2 of 230 comments (clear)

  1. Re:really? by TheRaven64 · · Score: 5, Informative
    The reason for a limited number of top level domains is that top level domain lookups require an access to the root DNS servers. There are a relatively small number of theses, and each DNS cache must know the IP addresses of them in order to function. With a small number of TLDs, most domain name lookups can cache the authoritative servers for them. When you look up a .com address, your DNS cache generally already knows where the authoritative server for .com domains is, and so it doesn't need to hit the root servers.

    This removes a single point of failure from the domain name system - every single root domain server can fail, and most people will only notice when they enter a TLD which doesn't exist (at which point they will get a DNS failure instead of an nonexistend domain error). Similarly, if the .com servers failed, then you would still be able to access .org domains (for example).

    --
    I am TheRaven on Soylent News
  2. Re:The nature of the spirit of name restritctions by Arathrael · · Score: 4, Informative

    Had to read the link myself to understand it, the article summary is less than clear.
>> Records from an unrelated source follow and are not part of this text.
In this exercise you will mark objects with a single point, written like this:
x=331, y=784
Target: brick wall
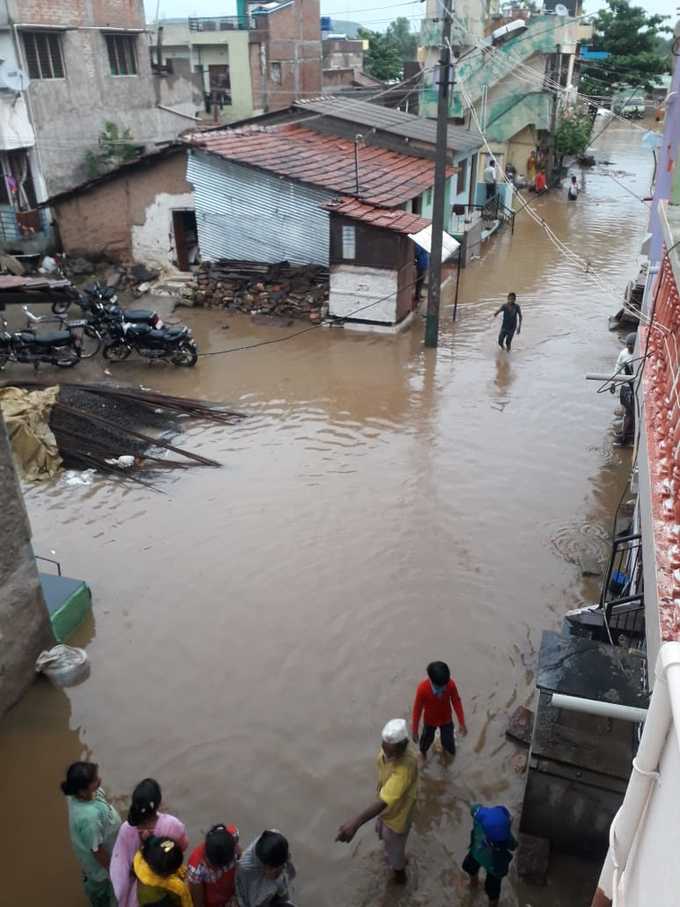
x=115, y=13
x=99, y=222
x=291, y=39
    Basically, the idea was you could initially only buy third level domains such as IAAL.law.pro, but you had to provide credentials to establish your professional status to buy them.
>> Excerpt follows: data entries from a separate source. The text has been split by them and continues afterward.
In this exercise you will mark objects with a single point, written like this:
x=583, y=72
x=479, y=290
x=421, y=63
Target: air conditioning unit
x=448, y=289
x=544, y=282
    ICANN then allowed second level domains to be sold - e.g. IAAL.pro - but you had to own a third level domain first and hence have gone through the credential-establishing process.

    EnCirca are selling second level domains to be sold without having a third level domain first, thus skipping the credential-establishing bit entirely, and this is bad.

    That's as far as I understand it anyway. Does that make sense?